La Amnesia Me Salvó
La Amnesia Me Salvó
Por: Clara Valiente
Capítulo1
—Señora, vinimos a visitarla con mis papás. —La vocecita dulce y cariñosa de Alejandro resonó en la estancia hospitalaria.

Yo, con la frente vendada, bajé la mirada con tristeza hacia mi hijo de cinco años, Alejandro García, quien, esbozando una sonrisa pícara, sostenía de la mano a dos adultos.

Frente al insolente tratamiento de «señora», Diego García, impecable en su traje, no demostró el menor intento por corregirlo, mientras sus ojos sagaces me estudiaban con calculadora intensidad.

La mujer vestida de blanco que Alejandro arrastraba consigo —Camila González— tenía un aire de elegancia serena muy característico. Bajo mi escrutinio, se llevó un mechón detrás de la oreja con visible incomodidad.

Al notar que la observaba fijamente, Alejandro se plantó delante de Camila como un pequeño guardián.

De no estar fingiendo amnesia, juraría que esta era la foto perfecta de una familia feliz.

Alejandro tiró del brazo de Diego y le susurró lo suficiente para que yo lo oyera:

—Papá, si mamá perdió la memoria… ¿ahora sí pueden divorciarse?

Conocía muy bien sus artimañas. Esto era un ajuste de cuentas. El día anterior lo había reprendido frente a los sirvientes y su orgullo había quedado herido.

Era su juego favorito: humillarme siempre por diversión. Pero esta vez no seguiría el guion. Si había dicho que no recordaba, lo interpretaría al pie de la letra.
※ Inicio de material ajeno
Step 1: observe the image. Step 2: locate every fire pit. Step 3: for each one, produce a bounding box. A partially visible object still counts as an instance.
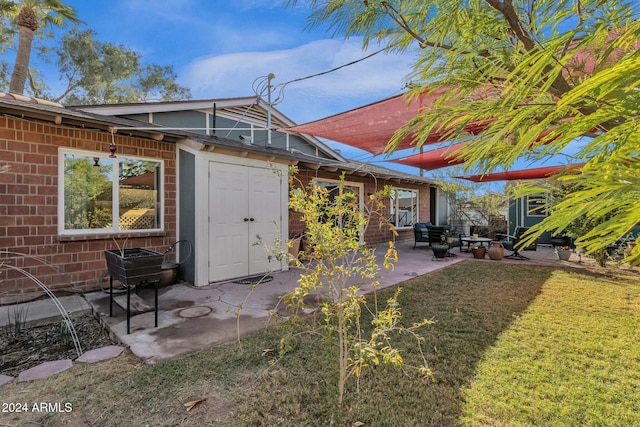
[104,248,163,334]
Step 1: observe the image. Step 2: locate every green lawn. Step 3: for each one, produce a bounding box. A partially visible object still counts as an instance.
[5,261,640,426]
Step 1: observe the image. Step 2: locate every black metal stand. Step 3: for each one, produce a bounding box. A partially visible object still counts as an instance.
[109,276,160,335]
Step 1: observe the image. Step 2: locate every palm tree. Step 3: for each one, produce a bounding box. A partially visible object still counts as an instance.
[9,0,80,95]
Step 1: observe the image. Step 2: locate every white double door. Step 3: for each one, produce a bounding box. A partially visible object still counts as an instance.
[209,162,282,282]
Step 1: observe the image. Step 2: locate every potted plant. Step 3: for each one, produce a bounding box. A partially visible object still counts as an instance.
[556,245,573,261]
[431,243,449,259]
[471,245,487,259]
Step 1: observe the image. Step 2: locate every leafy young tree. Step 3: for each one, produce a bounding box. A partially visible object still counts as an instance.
[54,29,191,105]
[0,0,79,95]
[289,0,640,262]
[281,176,431,406]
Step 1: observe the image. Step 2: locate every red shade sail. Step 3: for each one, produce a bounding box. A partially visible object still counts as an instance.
[391,141,469,170]
[283,88,488,155]
[456,163,584,182]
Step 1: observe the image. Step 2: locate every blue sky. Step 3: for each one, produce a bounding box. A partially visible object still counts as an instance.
[17,0,566,191]
[52,0,428,174]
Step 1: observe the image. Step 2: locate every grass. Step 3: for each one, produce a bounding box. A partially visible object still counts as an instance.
[0,261,640,427]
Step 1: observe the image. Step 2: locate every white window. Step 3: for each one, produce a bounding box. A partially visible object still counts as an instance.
[389,188,418,228]
[58,149,164,235]
[527,194,547,217]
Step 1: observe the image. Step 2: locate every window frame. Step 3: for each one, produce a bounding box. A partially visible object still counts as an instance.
[57,147,166,236]
[526,193,549,218]
[389,187,420,230]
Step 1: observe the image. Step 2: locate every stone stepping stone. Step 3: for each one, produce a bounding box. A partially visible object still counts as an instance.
[76,345,124,363]
[0,375,13,387]
[18,359,73,382]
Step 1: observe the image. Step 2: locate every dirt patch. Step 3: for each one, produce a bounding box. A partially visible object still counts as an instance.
[0,313,118,377]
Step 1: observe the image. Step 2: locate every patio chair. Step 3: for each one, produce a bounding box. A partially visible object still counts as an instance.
[427,225,447,246]
[413,222,431,249]
[500,227,537,260]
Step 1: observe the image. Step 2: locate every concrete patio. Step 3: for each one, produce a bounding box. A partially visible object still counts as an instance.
[85,242,568,363]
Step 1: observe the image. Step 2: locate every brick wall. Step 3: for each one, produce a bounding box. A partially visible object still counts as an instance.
[0,117,176,304]
[289,167,430,245]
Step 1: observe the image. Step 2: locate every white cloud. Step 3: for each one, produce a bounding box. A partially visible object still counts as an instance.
[179,39,412,123]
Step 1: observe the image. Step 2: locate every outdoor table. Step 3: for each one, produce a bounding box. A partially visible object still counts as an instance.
[460,237,493,249]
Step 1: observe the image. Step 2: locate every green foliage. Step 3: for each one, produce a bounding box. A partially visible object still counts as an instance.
[0,0,79,95]
[289,0,640,264]
[280,175,430,406]
[0,8,191,105]
[55,29,191,105]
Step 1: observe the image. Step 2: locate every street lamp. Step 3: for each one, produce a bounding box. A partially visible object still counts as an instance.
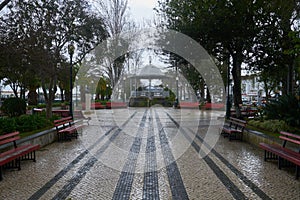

—Perdón… ¿ustedes son? —pregunté, vacilante.

Alejandro palideció.

—¡No puede ser! ¡Me olvidaste! ¡Si soy tu… tu niño consentido!

Diego hizo una mueca y sus ojos glaciales destellaron.

—Isabella López, basta de teatro. Los médicos confirmaron que solo fue una conmoción leve. Ni tu lesión es grave ni esta farsa te salvará del divorcio.

—¡Exacto! ¡Nos adoras demasiado para olvidarnos! —exclamó Alejandro, cruzándose de brazos, tranquilo, copiando la postura desafiante de su padre.

Yo solo sentía que la cabeza me iba a estallar.

Sin embargo, Antes de que pudiera replicar, una enfermera golpeó la puerta:

—La paciente necesita reposo absoluto. Por favor, salgan.

Diego y Alejandro se marcharon sin protestar, llevándose consigo a Camila, mientras la joven enfermera se acercaba a mí.

—Su esposo acaba de salir a comprarle sopa.

—¿Mi esposo? —pregunté, confundida. ¿No acababa de echarlo?

—Hace cuatro años trabajé en obstetricia —respondió ella, guiñándome un ojo—. Los vi en cada control. Con esa belleza de pareja, era imposible no recordarlos.

Ahí estaba el detalle: Diego nunca me había acompañado a esos chequeos.

—Su marido era de los pocos que no usaba el celular en la sala de espera —continuó—. Solo paseaba, preocupadísimo, hasta que usted salía. Alto, guapo, dedicado… ¡No hizo creer de nuevo en el amor! —Suspiró—. Por cierto, ¿quiénes eran esos dos de antes? El tipo era un adonis, con cara de pocos amigos…

No pude evitar reírme. Miguel López, mi hermano —cinco años menor que yo—, tenía dieciocho cuando me acompañó a las catorces consultas prenatales.

No aclaré el enredo familiar, puesto que pronto dejarían de serlo.

Minutos después, Miguel entró jadeando con un termo en la mano. Al verlo, mi estómago rugió. Llevaba todo el día sin comer y el dolor, producto del hambre, ya me arañaba por dentro.